Mind you, barring that issue of Amazing Spider-Man that Eric Canete drew a year or so back, my knowledge of Deadpool is limited to early issues of X-Force, that sleeper cell opening salvo in what we would all soon know as the Image Revolution (Mike Mignola art on a Rob Liefeld story – it happened!). Despite my ignorance, I’m reasonably sure that those tales are necessary stepping stones in the current continuity, that fight with the mysterious dude with the flying cyborg hand who had mysterious ties to Cable’s past in X-Force #2 enshrined in the Merc With A Mouth’s mythology with the weight of the death of Uncle Ben or Tony Stark’s bouts with the bottle – on such foundations are icons made!
Of course they needn’t necessarily be so for Deadpool MAX, the inevitable “but now he can say ‘fuck'” iteration of Spider-Man-with-pouches; the MAX line traditionally reserves the right to adopt or neglect the constraints of Marvel continuity proper at the creative team’s discretion, lest the tangled web of consequence underlying any pre-existing corporate property clash too strongly with the presence of frontal nudity or viscera. With David Lapham on scripting chores and Modern Master Kyle Baker on art – both idiosyncratic cartoonists with little aversion to journeyman dalliances (Lapham’s Young Liars remains fresh in the memory, an intermittently potent satire on globalization via the scrim of indie youth culture circa 2001 that was quite allergic to narrative stabilization, and pondering Baker’s resume remains a distinct pleasure in of itself) – what rough beast will emerge?
Well, on one level, a work that moves and feels exactly like you’d expect. Two issues in, Deadpool MAX is very much a blunt object, with every page intent upon ensuring that the large MAX logo up front is earned, dammit. And it probably wouldn’t be presumptuous on the part of the reader to see the meticulously rendered scatological extreme placed three pages into the first issue as a statement of intent on the part of the creators – after all, sex and violence needn’t be the only fields at play. So, yes – heads will be sliced through, decapitated and squashed via a swift single headbutt (head injury being a theme of the first issue, titled, aptly, “Heads”); limbs will be rent asunder via uber-ninja swoops and organs will be harvested; brutal acts of sodomy will be implied and many an ass will be placed on gratuitous display.
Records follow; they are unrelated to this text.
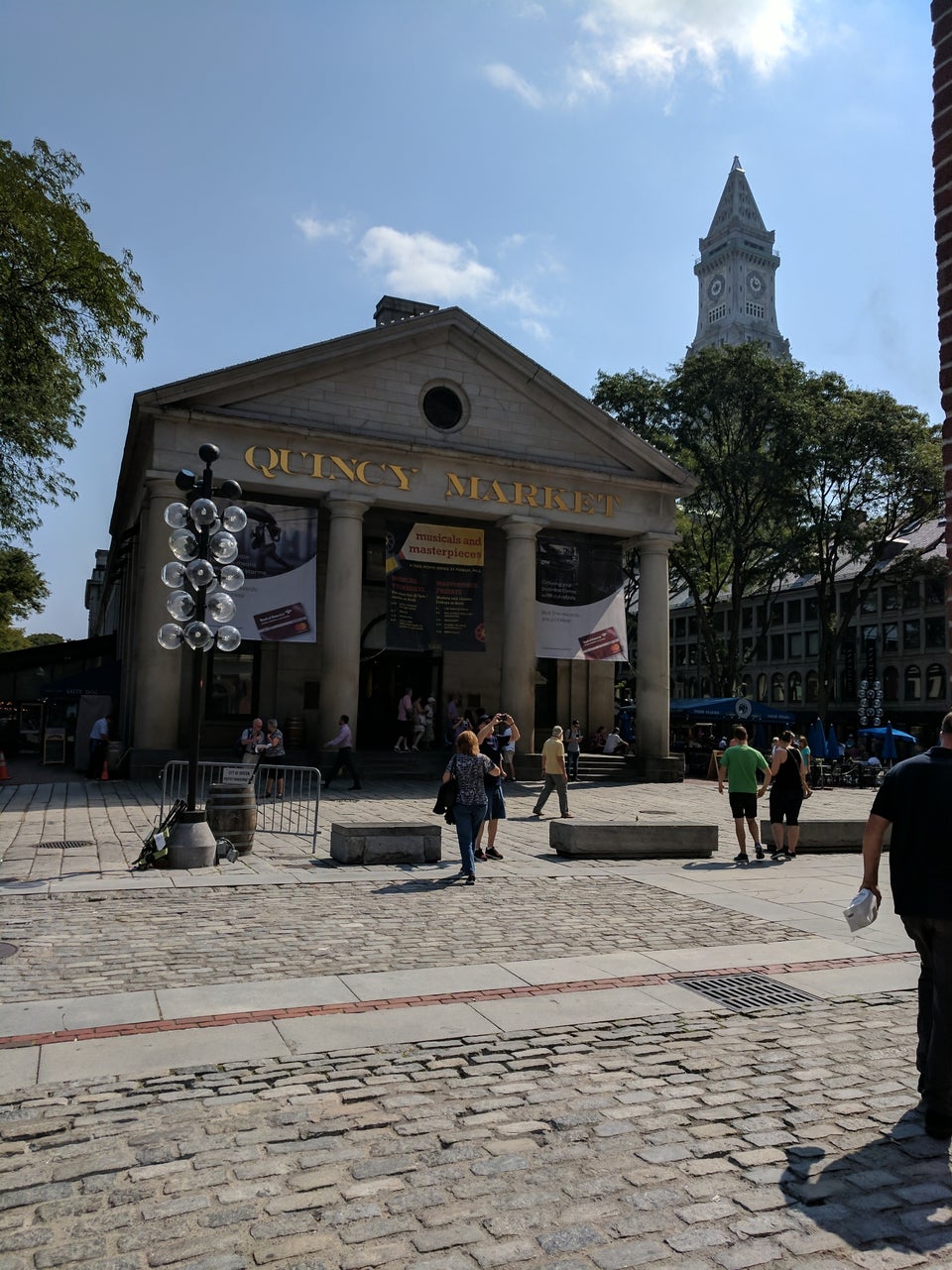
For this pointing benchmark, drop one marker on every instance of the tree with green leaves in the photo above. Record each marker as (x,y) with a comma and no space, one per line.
(732,416)
(871,471)
(799,475)
(66,310)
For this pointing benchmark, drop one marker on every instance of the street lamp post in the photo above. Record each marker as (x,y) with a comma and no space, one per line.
(202,577)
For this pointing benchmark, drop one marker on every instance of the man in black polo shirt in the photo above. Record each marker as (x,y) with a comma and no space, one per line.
(915,798)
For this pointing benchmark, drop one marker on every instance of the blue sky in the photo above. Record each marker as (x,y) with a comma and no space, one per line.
(548,166)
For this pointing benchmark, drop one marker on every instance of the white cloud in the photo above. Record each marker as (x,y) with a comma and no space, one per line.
(505,77)
(654,41)
(422,266)
(314,230)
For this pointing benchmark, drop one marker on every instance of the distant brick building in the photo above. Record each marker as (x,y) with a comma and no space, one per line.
(942,167)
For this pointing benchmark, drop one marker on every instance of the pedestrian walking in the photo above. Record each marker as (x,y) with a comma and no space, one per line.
(554,775)
(915,798)
(788,787)
(343,742)
(741,763)
(98,749)
(573,747)
(470,769)
(272,757)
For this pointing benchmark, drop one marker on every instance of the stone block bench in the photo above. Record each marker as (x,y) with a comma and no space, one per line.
(633,841)
(817,836)
(385,844)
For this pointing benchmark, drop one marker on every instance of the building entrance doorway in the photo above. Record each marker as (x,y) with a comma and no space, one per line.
(384,676)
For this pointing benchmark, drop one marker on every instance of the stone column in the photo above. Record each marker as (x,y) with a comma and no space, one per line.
(339,678)
(518,682)
(654,677)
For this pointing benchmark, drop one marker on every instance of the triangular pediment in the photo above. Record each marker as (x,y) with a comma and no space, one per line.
(374,383)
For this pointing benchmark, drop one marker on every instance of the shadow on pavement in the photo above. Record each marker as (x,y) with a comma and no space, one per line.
(892,1193)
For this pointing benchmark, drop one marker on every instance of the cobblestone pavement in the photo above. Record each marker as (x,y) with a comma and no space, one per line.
(699,1140)
(99,943)
(781,1139)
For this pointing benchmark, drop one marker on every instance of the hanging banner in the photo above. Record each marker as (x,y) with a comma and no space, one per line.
(278,552)
(434,588)
(580,610)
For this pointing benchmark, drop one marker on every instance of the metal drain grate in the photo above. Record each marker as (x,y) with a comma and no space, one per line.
(68,845)
(747,992)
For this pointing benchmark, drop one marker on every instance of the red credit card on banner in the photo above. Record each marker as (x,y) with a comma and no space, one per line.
(283,623)
(600,644)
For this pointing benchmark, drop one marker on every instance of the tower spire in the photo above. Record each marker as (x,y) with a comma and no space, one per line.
(736,274)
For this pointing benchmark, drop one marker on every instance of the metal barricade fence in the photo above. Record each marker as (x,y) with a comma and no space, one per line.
(294,813)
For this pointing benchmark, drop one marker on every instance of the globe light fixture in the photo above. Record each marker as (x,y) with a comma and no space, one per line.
(201,578)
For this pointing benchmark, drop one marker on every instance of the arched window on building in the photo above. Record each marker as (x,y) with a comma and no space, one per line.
(935,682)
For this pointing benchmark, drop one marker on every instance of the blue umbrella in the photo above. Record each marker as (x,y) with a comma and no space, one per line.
(816,740)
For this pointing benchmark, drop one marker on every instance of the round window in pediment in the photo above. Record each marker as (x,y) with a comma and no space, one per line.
(443,406)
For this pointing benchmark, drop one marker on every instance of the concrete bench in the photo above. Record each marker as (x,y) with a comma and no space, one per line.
(633,841)
(816,836)
(385,844)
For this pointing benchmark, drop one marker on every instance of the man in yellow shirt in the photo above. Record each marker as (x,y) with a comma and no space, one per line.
(554,775)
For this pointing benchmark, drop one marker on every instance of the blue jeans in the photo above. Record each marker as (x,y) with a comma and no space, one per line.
(933,1056)
(468,817)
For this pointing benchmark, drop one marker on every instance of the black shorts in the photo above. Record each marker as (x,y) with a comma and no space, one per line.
(744,807)
(785,805)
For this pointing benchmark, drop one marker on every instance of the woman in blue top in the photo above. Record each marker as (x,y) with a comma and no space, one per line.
(470,769)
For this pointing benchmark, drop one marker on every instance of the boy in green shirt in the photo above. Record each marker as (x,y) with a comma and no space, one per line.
(741,762)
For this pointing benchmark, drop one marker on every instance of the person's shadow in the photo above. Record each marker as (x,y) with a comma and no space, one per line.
(892,1193)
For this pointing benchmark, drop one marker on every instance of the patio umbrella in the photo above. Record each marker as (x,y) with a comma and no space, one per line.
(897,735)
(816,740)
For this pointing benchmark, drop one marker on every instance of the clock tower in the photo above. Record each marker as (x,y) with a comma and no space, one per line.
(736,274)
Funnily enough, there’s a distinct lack of frontal nudity on display – beyond a jolly extreme close-up of a penis upon which has been tattooed an image of Deadpool as an oni, there’s just one rather desultory shot of a nude obese woman; considering the context of this image – the setting being that hack screenwriter haven of a woman’s communal bath – it could be interpreted as a gleeful flouting of meat-and-potatoes fan service on the part of Lapham and Baker.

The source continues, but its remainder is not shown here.